La direttiva NIS2 (Network and Information Security 2) rappresenta oggi una delle sfide normative più significative per il tessuto imprenditoriale italiano. Entrata in vigore a livello europeo nell'ottobre 2022 e recepita in Italia con il Decreto Legislativo 4 settembre 2024, n. 138, questa normativa amplia in modo sostanziale il perimetro dei soggetti obbligati rispetto alla precedente direttiva NIS, coinvolgendo per la prima volta in modo esplicito migliaia di piccole e medie imprese che operano in settori considerati critici per l'economia e la sicurezza nazionale.

Per molti imprenditori italiani, il termine "cybersicurezza" evoca ancora scenari lontani dalla propria realtà quotidiana, associati a grandi banche o infrastrutture statali. Questa percezione è oggi profondamente errata e potenzialmente dannosa.
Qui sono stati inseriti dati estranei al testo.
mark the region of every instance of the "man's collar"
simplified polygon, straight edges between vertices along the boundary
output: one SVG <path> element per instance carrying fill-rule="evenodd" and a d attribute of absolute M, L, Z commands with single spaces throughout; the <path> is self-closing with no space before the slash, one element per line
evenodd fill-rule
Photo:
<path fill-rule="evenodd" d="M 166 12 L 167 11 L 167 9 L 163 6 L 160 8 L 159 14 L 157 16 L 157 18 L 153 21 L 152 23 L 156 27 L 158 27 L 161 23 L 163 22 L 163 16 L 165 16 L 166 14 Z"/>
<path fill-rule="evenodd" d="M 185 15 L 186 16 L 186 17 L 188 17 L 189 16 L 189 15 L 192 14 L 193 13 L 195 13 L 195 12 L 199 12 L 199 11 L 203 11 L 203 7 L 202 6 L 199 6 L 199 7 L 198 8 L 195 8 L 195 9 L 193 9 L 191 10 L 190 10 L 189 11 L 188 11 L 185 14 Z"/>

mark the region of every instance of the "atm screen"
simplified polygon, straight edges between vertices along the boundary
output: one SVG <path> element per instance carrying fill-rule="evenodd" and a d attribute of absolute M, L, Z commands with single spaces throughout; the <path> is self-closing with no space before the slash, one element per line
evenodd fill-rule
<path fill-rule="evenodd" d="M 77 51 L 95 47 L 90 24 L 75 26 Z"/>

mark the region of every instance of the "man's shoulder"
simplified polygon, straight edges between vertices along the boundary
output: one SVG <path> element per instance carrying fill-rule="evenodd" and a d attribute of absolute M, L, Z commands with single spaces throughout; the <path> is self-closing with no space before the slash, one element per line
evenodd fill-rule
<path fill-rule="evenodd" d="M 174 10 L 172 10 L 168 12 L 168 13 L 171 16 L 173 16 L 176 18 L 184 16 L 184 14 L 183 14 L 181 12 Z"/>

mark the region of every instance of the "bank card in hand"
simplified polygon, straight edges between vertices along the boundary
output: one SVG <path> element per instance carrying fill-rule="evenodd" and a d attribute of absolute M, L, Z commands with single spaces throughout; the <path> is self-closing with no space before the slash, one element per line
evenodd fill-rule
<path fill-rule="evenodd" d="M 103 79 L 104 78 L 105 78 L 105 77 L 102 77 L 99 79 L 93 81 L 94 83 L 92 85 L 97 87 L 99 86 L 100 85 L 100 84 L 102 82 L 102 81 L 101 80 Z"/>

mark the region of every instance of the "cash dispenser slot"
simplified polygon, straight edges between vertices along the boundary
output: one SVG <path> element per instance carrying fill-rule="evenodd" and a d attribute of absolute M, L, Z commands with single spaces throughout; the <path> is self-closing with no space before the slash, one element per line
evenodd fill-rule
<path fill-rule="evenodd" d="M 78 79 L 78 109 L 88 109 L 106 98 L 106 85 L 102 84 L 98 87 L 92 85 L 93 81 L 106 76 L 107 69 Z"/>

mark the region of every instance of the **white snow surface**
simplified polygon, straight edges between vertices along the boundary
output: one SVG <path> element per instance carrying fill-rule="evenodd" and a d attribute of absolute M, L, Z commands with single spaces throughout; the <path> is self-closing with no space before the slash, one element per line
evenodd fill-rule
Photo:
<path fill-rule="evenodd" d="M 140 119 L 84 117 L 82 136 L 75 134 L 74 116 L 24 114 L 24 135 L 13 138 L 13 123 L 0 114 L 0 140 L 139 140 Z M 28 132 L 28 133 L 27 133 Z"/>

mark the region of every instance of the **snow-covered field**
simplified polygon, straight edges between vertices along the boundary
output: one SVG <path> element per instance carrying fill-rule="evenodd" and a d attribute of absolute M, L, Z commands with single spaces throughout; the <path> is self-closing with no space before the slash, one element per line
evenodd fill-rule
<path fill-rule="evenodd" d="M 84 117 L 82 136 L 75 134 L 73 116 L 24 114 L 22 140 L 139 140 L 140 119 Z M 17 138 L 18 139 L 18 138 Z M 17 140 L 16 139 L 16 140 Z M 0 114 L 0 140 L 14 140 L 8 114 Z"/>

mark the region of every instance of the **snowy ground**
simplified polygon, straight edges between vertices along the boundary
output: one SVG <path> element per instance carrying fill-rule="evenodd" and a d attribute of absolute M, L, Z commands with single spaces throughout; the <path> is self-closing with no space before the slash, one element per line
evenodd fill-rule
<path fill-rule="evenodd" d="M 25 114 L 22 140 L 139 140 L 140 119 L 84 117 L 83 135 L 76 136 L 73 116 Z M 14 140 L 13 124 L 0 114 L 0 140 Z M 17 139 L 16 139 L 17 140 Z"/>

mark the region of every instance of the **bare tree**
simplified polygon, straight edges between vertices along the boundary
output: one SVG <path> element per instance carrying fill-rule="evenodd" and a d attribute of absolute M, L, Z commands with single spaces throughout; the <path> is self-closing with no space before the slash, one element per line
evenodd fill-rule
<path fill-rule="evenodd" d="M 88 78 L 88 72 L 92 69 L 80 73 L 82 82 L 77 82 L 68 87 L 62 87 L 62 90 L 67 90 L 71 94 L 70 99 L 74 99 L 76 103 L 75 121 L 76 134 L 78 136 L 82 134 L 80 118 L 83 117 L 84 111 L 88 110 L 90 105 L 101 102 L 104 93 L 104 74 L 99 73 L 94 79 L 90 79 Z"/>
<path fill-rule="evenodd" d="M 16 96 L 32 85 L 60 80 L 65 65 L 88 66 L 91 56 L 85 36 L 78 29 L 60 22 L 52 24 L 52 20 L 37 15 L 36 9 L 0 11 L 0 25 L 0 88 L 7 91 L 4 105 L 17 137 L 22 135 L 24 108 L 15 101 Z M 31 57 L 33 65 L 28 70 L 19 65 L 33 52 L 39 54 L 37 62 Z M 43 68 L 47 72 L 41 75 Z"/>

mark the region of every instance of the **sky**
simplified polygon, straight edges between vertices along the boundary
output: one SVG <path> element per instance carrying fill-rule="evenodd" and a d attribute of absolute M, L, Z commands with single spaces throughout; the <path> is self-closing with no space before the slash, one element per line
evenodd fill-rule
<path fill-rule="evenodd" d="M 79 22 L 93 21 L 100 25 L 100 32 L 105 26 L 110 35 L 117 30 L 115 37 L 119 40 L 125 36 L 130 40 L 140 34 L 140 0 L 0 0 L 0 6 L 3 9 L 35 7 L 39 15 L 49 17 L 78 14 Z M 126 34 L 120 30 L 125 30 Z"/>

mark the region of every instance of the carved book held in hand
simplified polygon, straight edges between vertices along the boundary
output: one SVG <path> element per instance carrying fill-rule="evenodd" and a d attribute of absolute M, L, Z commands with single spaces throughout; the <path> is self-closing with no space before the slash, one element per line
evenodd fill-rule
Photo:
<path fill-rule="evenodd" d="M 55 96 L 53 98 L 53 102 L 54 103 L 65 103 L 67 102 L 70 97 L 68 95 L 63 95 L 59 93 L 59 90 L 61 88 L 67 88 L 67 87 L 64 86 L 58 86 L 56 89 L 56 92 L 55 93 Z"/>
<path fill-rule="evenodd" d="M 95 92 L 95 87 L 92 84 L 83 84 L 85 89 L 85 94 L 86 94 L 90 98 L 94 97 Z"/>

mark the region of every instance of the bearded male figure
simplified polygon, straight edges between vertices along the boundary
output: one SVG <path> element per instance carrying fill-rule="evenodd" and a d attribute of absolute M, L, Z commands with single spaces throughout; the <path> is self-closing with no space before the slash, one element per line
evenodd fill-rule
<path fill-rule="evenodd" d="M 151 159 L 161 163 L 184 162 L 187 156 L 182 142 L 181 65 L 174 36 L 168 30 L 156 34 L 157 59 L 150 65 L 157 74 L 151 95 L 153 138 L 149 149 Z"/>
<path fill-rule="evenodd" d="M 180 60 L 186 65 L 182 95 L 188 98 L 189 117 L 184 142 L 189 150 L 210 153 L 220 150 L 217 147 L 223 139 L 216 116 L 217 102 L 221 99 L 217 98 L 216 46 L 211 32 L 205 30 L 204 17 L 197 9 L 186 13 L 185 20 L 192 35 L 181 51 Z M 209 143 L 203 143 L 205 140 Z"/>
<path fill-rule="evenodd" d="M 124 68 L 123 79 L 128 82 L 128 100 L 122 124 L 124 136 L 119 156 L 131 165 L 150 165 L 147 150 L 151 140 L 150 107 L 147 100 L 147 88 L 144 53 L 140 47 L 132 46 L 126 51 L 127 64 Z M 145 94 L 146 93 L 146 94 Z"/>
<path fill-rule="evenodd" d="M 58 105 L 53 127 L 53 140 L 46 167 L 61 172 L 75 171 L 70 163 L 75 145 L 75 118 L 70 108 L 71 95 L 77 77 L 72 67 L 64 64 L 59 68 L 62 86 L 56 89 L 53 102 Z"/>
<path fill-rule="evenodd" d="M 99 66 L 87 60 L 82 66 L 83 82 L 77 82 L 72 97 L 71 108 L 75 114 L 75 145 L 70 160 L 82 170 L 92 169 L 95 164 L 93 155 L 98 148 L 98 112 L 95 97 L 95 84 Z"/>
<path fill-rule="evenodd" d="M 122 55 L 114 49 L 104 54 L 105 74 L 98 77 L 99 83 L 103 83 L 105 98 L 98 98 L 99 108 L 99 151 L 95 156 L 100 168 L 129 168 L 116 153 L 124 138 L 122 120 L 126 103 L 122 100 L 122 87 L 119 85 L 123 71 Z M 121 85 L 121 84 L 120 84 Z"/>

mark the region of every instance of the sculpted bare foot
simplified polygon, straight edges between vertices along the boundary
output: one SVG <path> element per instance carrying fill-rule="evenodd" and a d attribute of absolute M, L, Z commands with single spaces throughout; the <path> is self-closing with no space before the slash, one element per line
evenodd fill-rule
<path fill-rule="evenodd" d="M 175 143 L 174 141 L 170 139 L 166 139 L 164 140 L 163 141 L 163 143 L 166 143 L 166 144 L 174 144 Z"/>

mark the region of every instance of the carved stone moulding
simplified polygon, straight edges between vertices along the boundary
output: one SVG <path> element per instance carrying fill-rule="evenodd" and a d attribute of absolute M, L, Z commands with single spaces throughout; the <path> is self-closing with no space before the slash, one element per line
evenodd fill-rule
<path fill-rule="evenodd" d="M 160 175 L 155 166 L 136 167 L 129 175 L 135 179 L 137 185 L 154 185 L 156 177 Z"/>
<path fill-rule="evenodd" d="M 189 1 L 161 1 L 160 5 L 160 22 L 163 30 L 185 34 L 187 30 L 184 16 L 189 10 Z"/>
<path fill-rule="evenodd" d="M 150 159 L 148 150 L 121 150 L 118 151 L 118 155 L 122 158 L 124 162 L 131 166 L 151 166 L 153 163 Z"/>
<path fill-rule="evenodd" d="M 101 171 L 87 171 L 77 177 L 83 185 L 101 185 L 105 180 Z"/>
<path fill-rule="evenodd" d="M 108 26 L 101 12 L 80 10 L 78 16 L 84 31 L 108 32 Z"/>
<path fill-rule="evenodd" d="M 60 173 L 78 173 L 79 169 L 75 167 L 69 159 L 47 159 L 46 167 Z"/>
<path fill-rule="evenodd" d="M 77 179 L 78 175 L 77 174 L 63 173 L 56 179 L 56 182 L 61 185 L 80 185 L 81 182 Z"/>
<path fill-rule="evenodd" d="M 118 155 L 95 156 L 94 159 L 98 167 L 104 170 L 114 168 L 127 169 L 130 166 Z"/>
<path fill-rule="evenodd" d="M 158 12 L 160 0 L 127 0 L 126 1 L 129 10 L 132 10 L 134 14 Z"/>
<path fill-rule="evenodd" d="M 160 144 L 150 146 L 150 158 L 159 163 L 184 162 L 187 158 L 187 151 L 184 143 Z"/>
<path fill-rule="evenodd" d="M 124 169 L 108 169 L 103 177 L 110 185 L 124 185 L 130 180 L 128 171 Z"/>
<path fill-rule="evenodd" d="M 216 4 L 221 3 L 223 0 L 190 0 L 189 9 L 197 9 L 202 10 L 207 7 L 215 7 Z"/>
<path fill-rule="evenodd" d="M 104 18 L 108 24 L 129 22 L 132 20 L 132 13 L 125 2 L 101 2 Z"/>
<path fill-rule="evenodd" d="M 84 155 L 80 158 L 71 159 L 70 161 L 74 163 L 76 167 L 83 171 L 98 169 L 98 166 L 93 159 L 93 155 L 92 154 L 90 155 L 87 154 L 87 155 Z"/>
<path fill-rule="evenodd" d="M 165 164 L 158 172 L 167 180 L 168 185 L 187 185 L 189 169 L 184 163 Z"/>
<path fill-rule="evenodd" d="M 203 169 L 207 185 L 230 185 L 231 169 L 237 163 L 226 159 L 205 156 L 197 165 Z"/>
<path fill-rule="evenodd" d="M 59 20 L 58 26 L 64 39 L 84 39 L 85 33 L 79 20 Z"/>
Secondo il Rapporto Clusit 2024, l'Italia è tra i Paesi europei maggiormente colpiti da attacchi informatici, con una crescita costante degli incidenti che coinvolgono aziende di medie dimensioni. Le PMI, spesso prive di strutture IT dedicate, sono diventate il bersaglio preferito dei cybercriminali proprio perché rappresentano l'anello più debole delle catene di fornitura digitale.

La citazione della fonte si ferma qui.